Other important conclusions of this article are based on the study of the intrinsic properties of the sloshing force. First is that a simplified version of the sloshing force can be modeled as a shifted cosine function with decaying amplitude. The projection of the force on the tank velocity and acceleration confirms that one of the key magnitudes of the sloshing phenomenon is the shift angle between the force and the tank position maxima. Second, the sloshing force can be interpreted as a sum of the inertial force and a second part that depends on the relative movement of the liquid inside the tank. As a result, the dissipative part of the sloshing force has been related to the product of the liquid mass times the center of mass of the liquid. Third, the viscous and pressure components of the sloshing force and the derived dissipated energy have been compared for both liquids, and the relevance of the viscous part is not negligible when high viscosity fluids such as glycerine are used. Finally, the pressure fields computed with the SPH methodology on the horizontal walls of the tank have been discretized using several pressure sensors on each wall. It was proven that with the pressure field recorded, a minimum number of sensors are necessary to obtain an accurate sloshing force reconstruction, with this number varying depending on the fluid contained within. The conclusions presented in this double perspective study are especially useful for the design of a reduced-order model for the sloshing force, where the behavior of this complex dynamical system can be approximated by simpler differential equations with lower computational demand.

Author Contributions

Conceptualization, J.M.-C. and L.M.G.-G.; methodology, J.M.-C. and L.M.G.-G.; software, J.C.-S.; validation, J.C.-S.; investigation, J.M.-C., J.C.-S. and L.M.G.-G.; resources, J.M.-C., J.C.-S. and L.M.G.-G.; data curation, J.M.-C.; writing—original draft preparation, J.M.-C., J.C.-S. and L.M.G.-G.; visualization, J.M.-C., J.C.-S. and L.M.G.-G.; supervision, L.M.G.-G.; project administration, L.M.G.-G.; funding acquisition, L.M.G.-G. All authors have read and agreed to the published version of the manuscript.

Funding

This research was funded by the SLOWD project, which has received funding from the European Union’s Horizon 2020 research and innovation programme under grant agreement No. 815044.

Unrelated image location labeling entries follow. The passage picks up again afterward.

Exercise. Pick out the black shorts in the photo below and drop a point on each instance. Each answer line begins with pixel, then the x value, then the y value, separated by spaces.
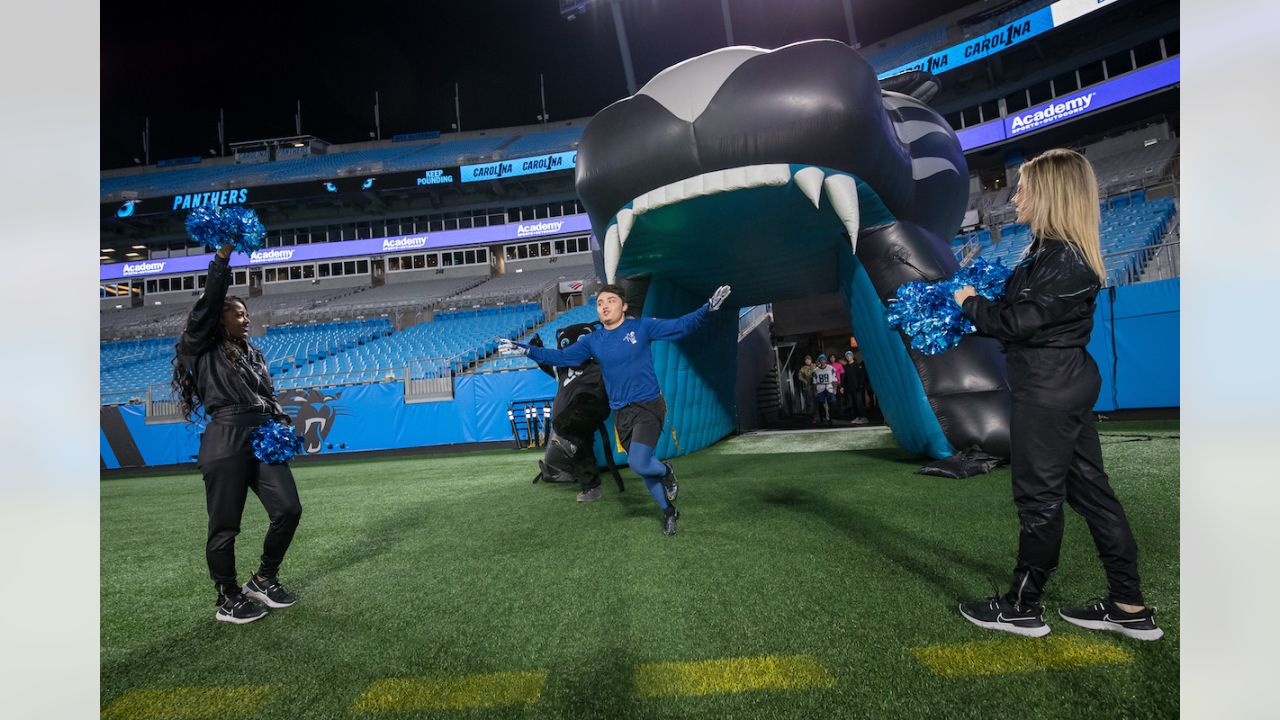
pixel 640 422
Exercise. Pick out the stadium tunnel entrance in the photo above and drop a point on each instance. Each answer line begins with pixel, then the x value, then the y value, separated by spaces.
pixel 773 246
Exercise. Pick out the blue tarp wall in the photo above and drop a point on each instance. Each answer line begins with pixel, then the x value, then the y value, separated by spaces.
pixel 1136 342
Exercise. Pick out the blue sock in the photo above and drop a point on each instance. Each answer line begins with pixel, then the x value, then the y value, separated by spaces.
pixel 640 458
pixel 656 490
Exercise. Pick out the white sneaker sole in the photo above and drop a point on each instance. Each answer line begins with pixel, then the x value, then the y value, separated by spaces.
pixel 1153 634
pixel 1009 628
pixel 222 618
pixel 261 597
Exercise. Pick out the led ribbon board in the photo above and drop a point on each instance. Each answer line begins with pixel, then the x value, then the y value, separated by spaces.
pixel 1073 105
pixel 1002 37
pixel 520 167
pixel 531 229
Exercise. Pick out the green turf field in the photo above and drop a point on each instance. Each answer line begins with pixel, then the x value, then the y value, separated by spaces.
pixel 814 575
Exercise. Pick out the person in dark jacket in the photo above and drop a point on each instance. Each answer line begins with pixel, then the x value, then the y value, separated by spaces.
pixel 581 405
pixel 854 382
pixel 218 369
pixel 1043 322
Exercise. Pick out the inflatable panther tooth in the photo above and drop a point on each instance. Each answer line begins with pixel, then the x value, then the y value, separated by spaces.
pixel 789 173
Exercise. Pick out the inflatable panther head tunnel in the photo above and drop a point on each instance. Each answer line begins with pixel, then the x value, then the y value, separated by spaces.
pixel 787 173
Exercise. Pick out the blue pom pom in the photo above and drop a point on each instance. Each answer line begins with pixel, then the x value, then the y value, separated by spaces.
pixel 213 227
pixel 275 443
pixel 928 313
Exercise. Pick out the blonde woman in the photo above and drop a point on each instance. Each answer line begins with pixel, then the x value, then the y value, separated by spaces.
pixel 1043 323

Institutional Review Board Statement

Not applicable.

Informed Consent Statement

Not applicable.

Data Availability Statement

Not applicable.

Acknowledgments

The research leading to these results was undertaken as part of the SLOWD project, which has received funding from the European Union’s Horizon 2020 research and innovation programme under grant agreement No. 815044. Leo M. Gonzalez acknowledges the financial support from the Spanish Ministry for Science, Innovation and Universities (MCIU) under grant RTI2018-096791-B-C21 Hidrodinámica de elementos de amortiguamiento del movimiento de aerogeneradores flotantes. All the authors would like to thank Ciaran Stone for his valuable assistance during the preparation of this manuscript.

Conflicts of Interest

The authors declare no conflict of interest.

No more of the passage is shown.